Passos na calçada. Quem ia entrar? Quem tinha negócio comigo àquela hora?
Necessário Vitória fechar as portas e despedir o hóspede incômodo que não se arredava da
sala. Mas Vitória contava moedas, na parede, resmungava a entrada e a saída dos navios. A
placa azul de d. Albertina escondia-se a um canto, suja de piche. Todo aquele pessoal
entendia-se perfeitamente. O homem cabeludo que só cuidava da sua vida, a mulher que trazia
uma garrafa pendurada ao dedo por um cordão, Rosenda, cabo José da Luz, Amaro vaqueiro,
as figuras do reisado, um vagabundo que dormia nos bancos dos jardins, outro vagabundo que
dormia debaixo das árvores, tudo estava na parede, fazendo um zumbido de carapanãs, um
burburinho que ia crescendo e se transformava em grande clamor. José Baía acenava-me de
longe, sorrindo, mostrando as gengivas banguelas e agitando os cabelos brancos. - "José Bafa,
meu irmão, estás também aí?" José Baía, trôpego, rompia a marcha. Um, dois, um, dois... A
multidão que fervilhava na parede acompanhava José Baía e vinha deitar se na minha cama.

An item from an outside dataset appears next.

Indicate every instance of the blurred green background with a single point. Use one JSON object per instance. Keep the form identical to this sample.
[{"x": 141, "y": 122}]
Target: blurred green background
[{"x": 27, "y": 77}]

Quitéria, sinhá Terta, o cego dos bilhetes, o contínuo da repartição, os cangaceiros e os
vagabundos, vinham deitar-se na minha cama. Cirilo de Engrácia, esticado, marrado,
marchando nas pontas dos pés mortos que não tocavam o chão, vinha deitar-se na minha
cama. Fernando Inguitai, com o braço carregado de voltas de contas, vinha deitar se na minha
cama. As riscas de piche cruzavam-se, formavam grades. - "José Baia, meu irmão, há que
tempo!" As crianças corriam em torno da barca. - "José Baía, meu irmão, estamos tão velhos! "
Acomodavam-se todos. 16.384. Um colchão de paina. Milhares de figurinhas insignificantes. Eu
era uma figurinha insignificante e mexia-me com cuidado gara não molestar as outras. 16.384.
Fomos descansar. Um colchão de paina.